The complicated thing is when all of your insurance is from work and bundled together. I can see a scenario where a family ends up with nothing. For us, we have work insurance through my husband, and both of us have life policies as well as term policies.
 
We have lost our sense of community and individual responsibility to protect everyone for the common good.

We have indeed. Though I cannot help wonder if as a community we truly ever owned this responsibility to help and protect others. This pandemic has demonstrated, IMO, how many do not care about the well being of others. In a way it seems that there are more than a small amount of people who feel it is every man, woman and child for themselves. Very disappointing and in fact, tragic on many levels. :(

It is up to each individual to make an educated decision. Once we are adults that responsibility is ours. No one else's.
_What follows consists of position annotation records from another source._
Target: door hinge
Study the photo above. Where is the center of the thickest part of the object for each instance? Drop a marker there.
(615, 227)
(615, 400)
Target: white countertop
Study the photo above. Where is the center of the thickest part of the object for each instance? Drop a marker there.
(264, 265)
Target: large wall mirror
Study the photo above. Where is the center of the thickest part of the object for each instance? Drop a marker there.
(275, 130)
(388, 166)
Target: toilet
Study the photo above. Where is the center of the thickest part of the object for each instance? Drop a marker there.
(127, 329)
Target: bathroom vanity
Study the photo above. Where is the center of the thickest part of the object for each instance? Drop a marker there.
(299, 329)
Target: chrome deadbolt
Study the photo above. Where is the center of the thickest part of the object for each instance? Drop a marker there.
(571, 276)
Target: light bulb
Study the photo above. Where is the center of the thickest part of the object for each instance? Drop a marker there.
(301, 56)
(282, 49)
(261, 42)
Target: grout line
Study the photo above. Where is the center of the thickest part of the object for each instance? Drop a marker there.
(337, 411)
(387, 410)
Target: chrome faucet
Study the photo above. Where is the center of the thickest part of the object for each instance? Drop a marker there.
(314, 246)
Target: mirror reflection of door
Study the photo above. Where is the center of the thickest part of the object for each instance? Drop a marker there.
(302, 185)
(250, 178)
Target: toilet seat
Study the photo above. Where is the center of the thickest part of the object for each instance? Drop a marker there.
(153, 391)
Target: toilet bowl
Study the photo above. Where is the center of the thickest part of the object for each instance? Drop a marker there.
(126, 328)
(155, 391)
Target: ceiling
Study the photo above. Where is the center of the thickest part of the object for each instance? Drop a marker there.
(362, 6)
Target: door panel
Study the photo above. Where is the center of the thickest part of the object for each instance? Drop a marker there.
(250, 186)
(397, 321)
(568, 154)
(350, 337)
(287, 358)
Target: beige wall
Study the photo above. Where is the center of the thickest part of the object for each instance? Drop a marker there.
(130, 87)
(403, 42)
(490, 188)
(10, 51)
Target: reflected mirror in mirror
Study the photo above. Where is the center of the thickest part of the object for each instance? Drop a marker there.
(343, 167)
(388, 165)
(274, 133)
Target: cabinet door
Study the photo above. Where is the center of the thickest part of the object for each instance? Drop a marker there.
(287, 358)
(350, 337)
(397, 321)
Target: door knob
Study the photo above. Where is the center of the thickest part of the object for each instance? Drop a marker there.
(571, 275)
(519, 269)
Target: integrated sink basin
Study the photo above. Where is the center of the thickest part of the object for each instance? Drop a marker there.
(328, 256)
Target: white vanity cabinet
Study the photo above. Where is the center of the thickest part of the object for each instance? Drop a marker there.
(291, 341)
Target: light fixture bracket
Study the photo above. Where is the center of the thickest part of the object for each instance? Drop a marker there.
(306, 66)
I am so tired of hearing the excuses time after time. No, take responsibility. Take ownership for your actions. For better or worse. Stop blaming others for your (in)action. Do the right thing. Do the responsible thing. Accurate info is out there. It is your responsibility to get that info and stop listening to those who try to convince you otherwise. So many ridiculous myths are being spread. You (the general you) are an adult and it is up to you to read the facts and do the right thing. The facts are out there for everyone.

And 100% masks (and vaccines) should be mandated. The general population cannot be trusted to do the right thing. This has been demonstrated over and over and over.